Laser additive manufacturing of Beta Ti-Nb alloy and TiC-reinforced composites designed for biomedical applications

Abstract

Worldwide, there is a growing demand for orthopedic prostheses, such as hip and knee prostheses, that exhibit greater durability and enhanced performance. In this context, Beta-type titanium-niobium (Ti-Nb) alloys have attracted considerable interest, primarily due to their combination of low elastic modulus and high corrosion resistance. However, the low wear resistance of metallic materials, in general, remains a limiting factor, as the degradation of the metallic implant can be accelerated due to the friction that occurs in a corrosive environment. A strategy to enhance the wear resistance of Beta Ti-Nb alloys can be based on the addition of hard particles as the reinforcement. In other words, Ti-based matrix composites (TMCs) can be produced by incorporating carbon-rich powders into Beta Ti-Nb alloys. In this sense, chemical reactions may occur during processing, promoting the precipitation of hard TiC particles, thus known as the in-situ route for producing TMCs.

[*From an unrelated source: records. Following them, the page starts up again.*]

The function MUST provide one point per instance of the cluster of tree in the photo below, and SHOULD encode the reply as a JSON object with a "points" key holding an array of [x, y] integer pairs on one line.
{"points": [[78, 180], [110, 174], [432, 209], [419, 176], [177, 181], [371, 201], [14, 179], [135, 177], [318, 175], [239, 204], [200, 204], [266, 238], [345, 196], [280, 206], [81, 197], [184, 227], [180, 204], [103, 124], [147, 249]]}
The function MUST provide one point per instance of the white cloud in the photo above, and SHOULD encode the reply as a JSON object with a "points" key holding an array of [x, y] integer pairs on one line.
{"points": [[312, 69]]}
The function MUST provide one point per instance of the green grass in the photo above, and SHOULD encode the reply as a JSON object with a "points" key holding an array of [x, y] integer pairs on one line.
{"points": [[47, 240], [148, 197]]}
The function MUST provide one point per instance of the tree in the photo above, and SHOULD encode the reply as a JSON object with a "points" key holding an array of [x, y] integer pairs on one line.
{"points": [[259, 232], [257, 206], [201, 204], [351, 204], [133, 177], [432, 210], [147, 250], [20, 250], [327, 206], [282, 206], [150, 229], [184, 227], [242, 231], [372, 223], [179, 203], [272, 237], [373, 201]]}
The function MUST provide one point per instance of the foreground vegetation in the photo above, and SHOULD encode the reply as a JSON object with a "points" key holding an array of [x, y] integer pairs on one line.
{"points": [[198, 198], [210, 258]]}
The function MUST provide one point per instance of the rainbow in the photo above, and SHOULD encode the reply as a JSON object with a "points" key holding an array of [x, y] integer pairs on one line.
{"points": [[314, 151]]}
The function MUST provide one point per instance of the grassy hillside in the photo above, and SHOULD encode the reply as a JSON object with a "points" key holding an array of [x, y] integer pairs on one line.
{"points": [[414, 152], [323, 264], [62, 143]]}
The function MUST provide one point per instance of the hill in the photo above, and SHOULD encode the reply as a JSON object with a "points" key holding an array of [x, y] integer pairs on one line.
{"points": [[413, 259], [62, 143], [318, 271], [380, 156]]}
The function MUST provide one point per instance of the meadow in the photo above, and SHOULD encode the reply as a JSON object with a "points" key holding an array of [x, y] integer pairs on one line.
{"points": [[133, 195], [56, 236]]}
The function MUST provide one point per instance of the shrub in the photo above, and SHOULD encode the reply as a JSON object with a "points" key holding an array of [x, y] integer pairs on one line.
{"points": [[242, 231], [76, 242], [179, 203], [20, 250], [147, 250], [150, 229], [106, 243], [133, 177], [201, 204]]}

Indeed, due to in-situ reactions, a strong interfacial bond between the matrix and reinforcement can be achieved to result in the desired combination of properties. Recent studies have demonstrated the production of wear-resistant in-situ Beta-type TMCs via conventional melting. However, as an innovative approach, additive manufacturing (AM) will be applied to produce new in-situ Beta-type TMCs. In this sense, the laser powder bed fusion (LPBF) technique will allow to process powder mixtures of Beta Ti-42Nb alloy with graphite, investigating different proportions for the mixture. Therefore, the present project aims to study the processing conditions and materials selected to produce new materials via AM, combining high wear resistance with low elastic modulus, as promising alternative materials for biomedical application.